I think it is safe to say that none of us were prepared for the level of pandemic and outbreak of COVID- 19 that we are experiencing in the United States and throughout the world. My hospital did not have a chance to properly prepare us with any formal training prior to COVID-19 arriving in Detroit. Being in what is now declared a “surge city,” it seems like we went from normal operations to crisis in a matter of minutes.

On March 23, the last day of a long four-day stretch, I arrived at work to start my usual shift on med/surg. The hospital had deemed our unit a “clean unit,” which meant COVID-19-related PPE was not issued or required. Even though we were supposed to be a clean unit, we were all concerned and had a level of anxiety that a patient could have it without us knowing. I was caring for a patient for three days who was being treated for similar symptoms to COVID-19 and was supposed to be discharged later that day. 

I was confident that she didn’t have the virus, because her swab test came back negative for the virus. So I provided care without a mask, since I worked on the clean unit where wearing masks in patients’ rooms and in hallways was against hospital policy. After being home for about 48 hours, I began to experience symptoms similar to the virus. I had fever, body aches, chills and a cough.
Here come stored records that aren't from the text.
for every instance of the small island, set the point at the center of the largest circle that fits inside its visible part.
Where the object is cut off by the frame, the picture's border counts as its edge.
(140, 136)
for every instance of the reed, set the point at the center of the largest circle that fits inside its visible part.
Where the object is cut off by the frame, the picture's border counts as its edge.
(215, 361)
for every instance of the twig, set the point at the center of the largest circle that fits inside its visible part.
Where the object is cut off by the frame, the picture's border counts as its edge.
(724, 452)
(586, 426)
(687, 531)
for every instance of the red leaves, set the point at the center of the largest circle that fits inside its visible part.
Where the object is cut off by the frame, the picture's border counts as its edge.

I immediately began to panic in fear, and thoughts started to run through my head if I was exposed to the virus without knowing.

I called the charge RN on my unit at 3 a.m. to ask if there were any patients who were tested on our unit and came back positive. She confirmed that my one patient who was negative started to experience an on-and-off fever, shortness of breath and persistent cough. The patient was retested, tested positive and was transferred to our COVID-19 unit. Luckily for me, I was off work for the past 48 hours and sheltering in place at home.
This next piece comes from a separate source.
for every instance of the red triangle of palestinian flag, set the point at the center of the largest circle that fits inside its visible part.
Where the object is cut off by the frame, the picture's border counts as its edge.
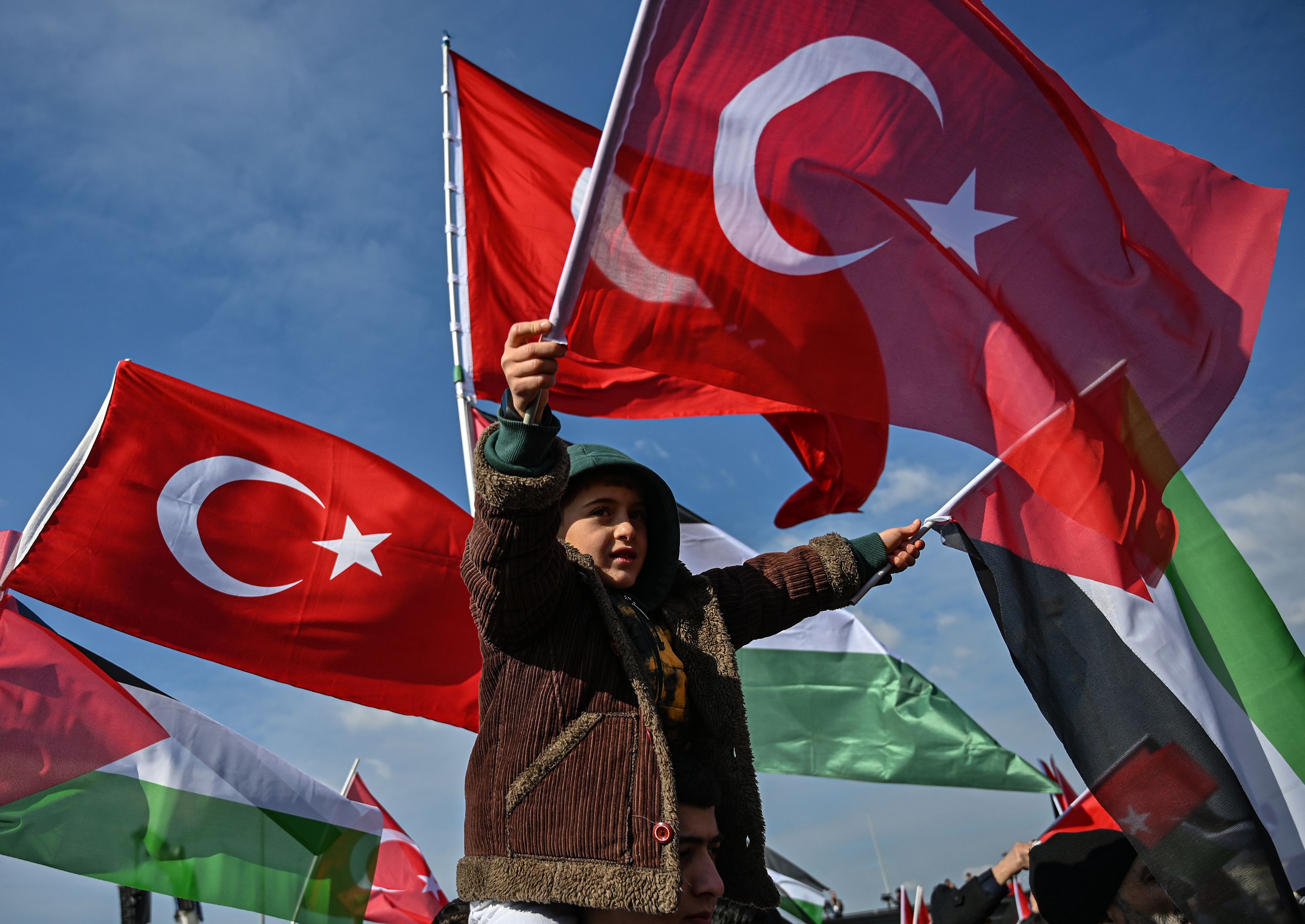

Knowing that I had been exposed, I contacted my nurse practitioner who swabbed me later in the day. I continued to experience a constant fever ranging from 100-101 F. I was taking Tylenol every four hours around the clock to help reduce my fever and relieve some of my other symptoms. On my third day of being symptomatic, my fever started to disappear but then came the loss of sense of taste and smell along with a loss of appetite. I began to force myself to eat and drink as much as I could, because I would feel so much better after having food and fluids. A few days later I was afebrile for the fifth day, but my cough had started to slightly bother me. I began to feel a weird sensation in my upper chest near my throat that when I would try to take a deep inhalation; it would just stimulate a cough that produced a pinkish/white sputum. My coughing became so bad that I couldn’t even hold a breath I think this is what the CDC describes as “shortness of breath.”
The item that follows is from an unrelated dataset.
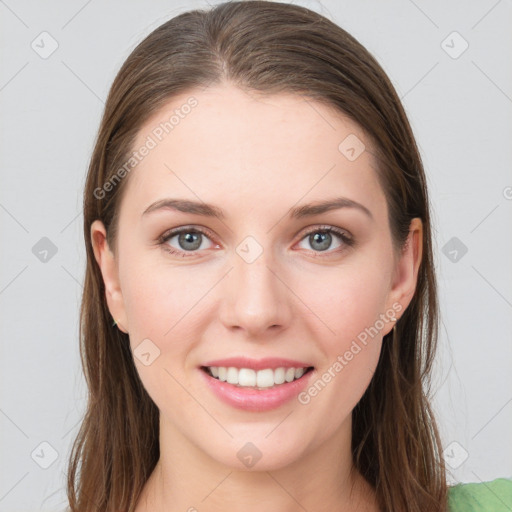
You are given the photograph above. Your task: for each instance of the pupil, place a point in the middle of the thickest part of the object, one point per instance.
(190, 238)
(321, 237)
After eight days of experiencing these symptoms, I finally received a call from my primary care physician (PCP) stating that I was positive for COVID-19 (which I kind of already expected). None of my colleagues seem to have contracted the virus, as none have become symptomatic. Unfortunately, nurses and other healthcare workers will not be receiving testing in our area unless we pass a certain criteria of having a 100 F fever, shortness of breath and difficulty breathing – so basically they want the symptoms to be severe before they test you.

I’m thankful that my employer is offering us two free weeks of additional paid time off for self-quarantining if we suspect or have a confirmed case of COVID-19. I plan to return to work once I am asymptomatic and cleared by my PCP. I am concerned though, due to the lack of proper PPE, that if I get exposed again it may lead to a more severe case. Having contracted the virus from providing patient care, I’m advocating on social media to friends, family and the public to please stay home. I don’t think the public fully understands the ramifications of not sheltering in place. Just because you may not have any symptoms of COVID-19, you can still be a carrier. By not staying home you are putting others, including nurses and other healthcare professionals, at greater risk when we need to be healthy to care for those who need us.